CompGS: Smaller and Faster Gaussian Splatting with Vector Quantization
KL Navaneet, Kossar Pourahmadi Meibodi, Soroush Abbasi Koohpayegani, Hamed Pirsiavash
TL;DR
CompGS addresses the large storage demands of 3D Gaussian Splatting by applying vector quantization to Gaussian parameters during training, building compact per-parameter codebooks and per-Gaussian indices, and using run-length encoding to compress the index stream. An opacity regularizer promotes pruning of near-invisible Gaussians, enabling substantial reductions in memory (40–50x) and faster rendering (2–3x) with minimal quality loss, while BitQ further increases compression to ~65x. The method preserves 3DGS's rendering speed and quality on multiple benchmarks, including AR/VR-scale datasets, making radiance-field representations more practical for edge devices. The work also provides extensive ablations and analysis on codebook design, parameter quantization, and cross-scene generalization of the codebooks.
Abstract
3D Gaussian Splatting (3DGS) is a new method for modeling and rendering 3D radiance fields that achieves much faster learning and rendering time compared to SOTA NeRF methods.

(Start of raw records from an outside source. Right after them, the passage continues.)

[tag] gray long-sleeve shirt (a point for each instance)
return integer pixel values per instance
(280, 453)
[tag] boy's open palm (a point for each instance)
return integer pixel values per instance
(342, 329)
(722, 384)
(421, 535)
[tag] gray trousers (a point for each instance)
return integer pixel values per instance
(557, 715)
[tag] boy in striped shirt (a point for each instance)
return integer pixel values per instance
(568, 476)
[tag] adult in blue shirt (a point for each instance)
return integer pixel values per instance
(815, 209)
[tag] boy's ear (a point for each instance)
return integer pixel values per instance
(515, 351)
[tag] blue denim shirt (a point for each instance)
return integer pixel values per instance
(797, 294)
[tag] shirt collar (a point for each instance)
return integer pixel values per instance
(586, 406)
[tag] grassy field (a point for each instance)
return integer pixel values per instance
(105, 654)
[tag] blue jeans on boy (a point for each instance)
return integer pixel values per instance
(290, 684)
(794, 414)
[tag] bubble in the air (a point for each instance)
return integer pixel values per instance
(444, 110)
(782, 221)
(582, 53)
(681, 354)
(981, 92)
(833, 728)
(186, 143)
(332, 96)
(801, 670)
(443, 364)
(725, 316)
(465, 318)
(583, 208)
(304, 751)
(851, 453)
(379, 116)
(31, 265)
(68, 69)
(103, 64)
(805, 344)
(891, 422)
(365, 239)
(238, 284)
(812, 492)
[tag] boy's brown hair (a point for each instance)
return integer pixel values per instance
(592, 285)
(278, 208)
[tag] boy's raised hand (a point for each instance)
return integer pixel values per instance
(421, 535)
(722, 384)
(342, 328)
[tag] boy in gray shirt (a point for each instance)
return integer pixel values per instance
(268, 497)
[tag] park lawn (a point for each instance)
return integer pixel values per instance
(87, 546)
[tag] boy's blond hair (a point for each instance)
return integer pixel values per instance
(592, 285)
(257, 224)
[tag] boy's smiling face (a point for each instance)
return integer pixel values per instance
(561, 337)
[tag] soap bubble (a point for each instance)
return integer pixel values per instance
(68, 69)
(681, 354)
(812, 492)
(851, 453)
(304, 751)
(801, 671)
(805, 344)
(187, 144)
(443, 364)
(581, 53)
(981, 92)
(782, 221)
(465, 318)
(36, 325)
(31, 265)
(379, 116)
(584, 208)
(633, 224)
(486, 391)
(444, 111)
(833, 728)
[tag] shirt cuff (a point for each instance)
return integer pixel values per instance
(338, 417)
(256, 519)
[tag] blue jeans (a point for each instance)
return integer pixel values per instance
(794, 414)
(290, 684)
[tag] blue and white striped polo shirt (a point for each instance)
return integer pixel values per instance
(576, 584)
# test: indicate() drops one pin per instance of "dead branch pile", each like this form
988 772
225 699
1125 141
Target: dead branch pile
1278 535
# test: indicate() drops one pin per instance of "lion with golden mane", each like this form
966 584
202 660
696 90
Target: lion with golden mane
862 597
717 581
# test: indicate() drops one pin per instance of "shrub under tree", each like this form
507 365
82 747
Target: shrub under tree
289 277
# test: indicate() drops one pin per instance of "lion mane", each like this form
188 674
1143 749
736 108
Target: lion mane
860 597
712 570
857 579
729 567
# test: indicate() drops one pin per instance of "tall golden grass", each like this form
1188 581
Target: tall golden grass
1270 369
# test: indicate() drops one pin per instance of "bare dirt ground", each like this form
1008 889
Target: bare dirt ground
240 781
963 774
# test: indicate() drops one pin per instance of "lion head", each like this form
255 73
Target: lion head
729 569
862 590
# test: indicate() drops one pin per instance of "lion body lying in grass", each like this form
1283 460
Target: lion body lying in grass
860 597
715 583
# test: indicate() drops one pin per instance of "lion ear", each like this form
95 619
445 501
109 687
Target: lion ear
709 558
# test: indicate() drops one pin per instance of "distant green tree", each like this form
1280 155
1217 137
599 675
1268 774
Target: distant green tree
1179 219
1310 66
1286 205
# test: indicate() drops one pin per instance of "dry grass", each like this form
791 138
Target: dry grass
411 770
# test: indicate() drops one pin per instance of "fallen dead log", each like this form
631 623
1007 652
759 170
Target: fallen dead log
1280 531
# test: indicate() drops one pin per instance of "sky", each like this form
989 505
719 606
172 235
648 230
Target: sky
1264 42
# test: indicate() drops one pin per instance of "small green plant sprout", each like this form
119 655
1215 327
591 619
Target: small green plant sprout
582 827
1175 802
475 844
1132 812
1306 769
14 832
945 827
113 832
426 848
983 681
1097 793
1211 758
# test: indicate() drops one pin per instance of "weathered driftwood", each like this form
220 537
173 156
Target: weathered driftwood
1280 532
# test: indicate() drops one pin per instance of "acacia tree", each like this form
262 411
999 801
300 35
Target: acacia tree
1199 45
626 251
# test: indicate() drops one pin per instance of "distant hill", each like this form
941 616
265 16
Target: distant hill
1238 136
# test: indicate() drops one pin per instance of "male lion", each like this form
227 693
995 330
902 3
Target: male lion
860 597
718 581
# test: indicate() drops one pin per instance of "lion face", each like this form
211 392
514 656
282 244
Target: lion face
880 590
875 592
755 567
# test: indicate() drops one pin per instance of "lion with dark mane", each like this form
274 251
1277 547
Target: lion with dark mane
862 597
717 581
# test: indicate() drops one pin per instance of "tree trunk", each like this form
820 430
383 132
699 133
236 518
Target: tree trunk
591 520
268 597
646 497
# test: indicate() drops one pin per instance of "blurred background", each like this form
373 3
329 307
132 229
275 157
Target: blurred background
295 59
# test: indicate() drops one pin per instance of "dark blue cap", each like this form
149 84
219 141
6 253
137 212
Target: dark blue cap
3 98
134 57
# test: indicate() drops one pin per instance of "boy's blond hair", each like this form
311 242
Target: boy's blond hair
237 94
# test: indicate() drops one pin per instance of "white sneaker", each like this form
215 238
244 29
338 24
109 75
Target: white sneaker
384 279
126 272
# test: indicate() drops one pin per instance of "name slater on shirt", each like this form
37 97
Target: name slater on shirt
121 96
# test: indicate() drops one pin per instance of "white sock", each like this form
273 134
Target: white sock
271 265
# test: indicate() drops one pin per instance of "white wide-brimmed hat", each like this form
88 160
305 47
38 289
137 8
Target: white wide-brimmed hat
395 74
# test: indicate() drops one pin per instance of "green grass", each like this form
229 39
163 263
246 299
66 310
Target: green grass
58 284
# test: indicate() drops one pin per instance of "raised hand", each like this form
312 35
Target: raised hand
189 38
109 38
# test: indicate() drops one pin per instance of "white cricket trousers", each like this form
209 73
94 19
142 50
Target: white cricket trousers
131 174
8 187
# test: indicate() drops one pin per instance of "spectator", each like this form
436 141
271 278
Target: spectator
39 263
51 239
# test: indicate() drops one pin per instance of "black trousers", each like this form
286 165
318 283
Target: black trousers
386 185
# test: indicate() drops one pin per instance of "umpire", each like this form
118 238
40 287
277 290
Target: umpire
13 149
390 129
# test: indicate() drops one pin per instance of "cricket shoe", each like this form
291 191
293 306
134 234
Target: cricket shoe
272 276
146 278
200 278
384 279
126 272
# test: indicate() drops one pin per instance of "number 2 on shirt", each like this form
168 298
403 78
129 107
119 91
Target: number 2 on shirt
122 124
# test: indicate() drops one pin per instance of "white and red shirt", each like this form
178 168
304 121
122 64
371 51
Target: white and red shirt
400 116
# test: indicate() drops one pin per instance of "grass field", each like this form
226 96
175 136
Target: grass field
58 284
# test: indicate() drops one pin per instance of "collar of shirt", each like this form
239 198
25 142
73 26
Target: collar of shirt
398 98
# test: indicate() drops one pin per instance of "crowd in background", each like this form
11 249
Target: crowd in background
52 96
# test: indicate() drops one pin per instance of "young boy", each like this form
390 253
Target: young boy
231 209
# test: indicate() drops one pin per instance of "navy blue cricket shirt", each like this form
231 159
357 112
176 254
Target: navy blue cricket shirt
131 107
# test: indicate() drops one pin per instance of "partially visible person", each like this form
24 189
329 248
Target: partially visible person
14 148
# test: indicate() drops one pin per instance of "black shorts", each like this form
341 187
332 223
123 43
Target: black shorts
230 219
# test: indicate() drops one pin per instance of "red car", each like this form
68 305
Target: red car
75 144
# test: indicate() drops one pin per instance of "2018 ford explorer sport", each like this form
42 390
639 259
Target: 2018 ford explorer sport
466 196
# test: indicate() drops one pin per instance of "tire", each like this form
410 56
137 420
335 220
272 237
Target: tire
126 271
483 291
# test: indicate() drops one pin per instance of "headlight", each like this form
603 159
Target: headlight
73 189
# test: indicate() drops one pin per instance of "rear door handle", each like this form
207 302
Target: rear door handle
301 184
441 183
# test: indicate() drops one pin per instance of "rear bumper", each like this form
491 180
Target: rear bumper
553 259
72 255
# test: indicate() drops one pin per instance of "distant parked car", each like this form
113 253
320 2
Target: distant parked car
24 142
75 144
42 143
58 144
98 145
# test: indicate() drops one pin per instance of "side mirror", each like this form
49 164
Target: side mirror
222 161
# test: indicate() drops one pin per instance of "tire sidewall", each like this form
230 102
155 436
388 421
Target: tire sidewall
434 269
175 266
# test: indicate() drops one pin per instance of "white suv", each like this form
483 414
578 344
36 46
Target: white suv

However, it comes with a drawback in the much larger storage demand compared to NeRF methods since it needs to store the parameters for several 3D Gaussians. We notice that many Gaussians may share similar parameters, so we introduce a simple vector quantization method based on K-means to quantize the Gaussian parameters while optimizing them. Then, we store the small codebook along with the index of the code for each Gaussian. We compress the indices further by sorting them and using a method similar to run-length encoding. Moreover, we use a simple regularizer to encourage zero opacity (invisible Gaussians) to reduce the storage and rendering time by a large factor through reducing the number of Gaussians. We do extensive experiments on standard benchmarks as well as an existing 3D dataset that is an order of magnitude larger than the standard benchmarks used in this field. We show that our simple yet effective method can reduce the storage cost for 3DGS by 40 to 50x and rendering time by 2 to 3x with a very small drop in the quality of rendered images.